His eyes moved over Xaiden’s face, searching. Xaiden recognized the look because he had seen it once before in the cave when Dawson had said I see you. He was looking for that man now. Checking if he was still there.

Xaiden had no answer he could give without destroying them both.

So he stood with the tablet between them and kept his face arranged around silence.

The thermal footage stayed lit between them and Xaiden stood very still, running options the way he had in rooms where mistakes got people killed. He had believed the cave was clean. He had staked Dawson on it. Verified data.
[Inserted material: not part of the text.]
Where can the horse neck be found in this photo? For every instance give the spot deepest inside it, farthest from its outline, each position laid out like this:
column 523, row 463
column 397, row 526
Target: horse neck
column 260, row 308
Multiple checks. Still wrong.

The cost of that error stood at the western window.

Dawson turned fully toward him. His face had changed again, something flat moving through it like a crack through glass that had not shattered yet but would never be the same.

“You said we were safe.”

Not anger. Not accusation. Just a statement where belief met evidence.

Xaiden kept his face still. Said nothing.

Alden stood and crossed the room, placing a hand on Dawson’s shoulder as he passed. The hand rested there easily, like it belonged there. Dawson did not move. He went completely still in a way Xaiden recognized immediately. Not calm. Shutdown.

“Here is what actually happened,” Alden said, speaking to Dawson, not Xaiden. Calm. Patient. “Mr. Xaiden is a professional. He assessed the property before arrival. He knew the cave. He knew the sensor gaps.”

Xaiden watched Dawson’s eyes as Alden spoke.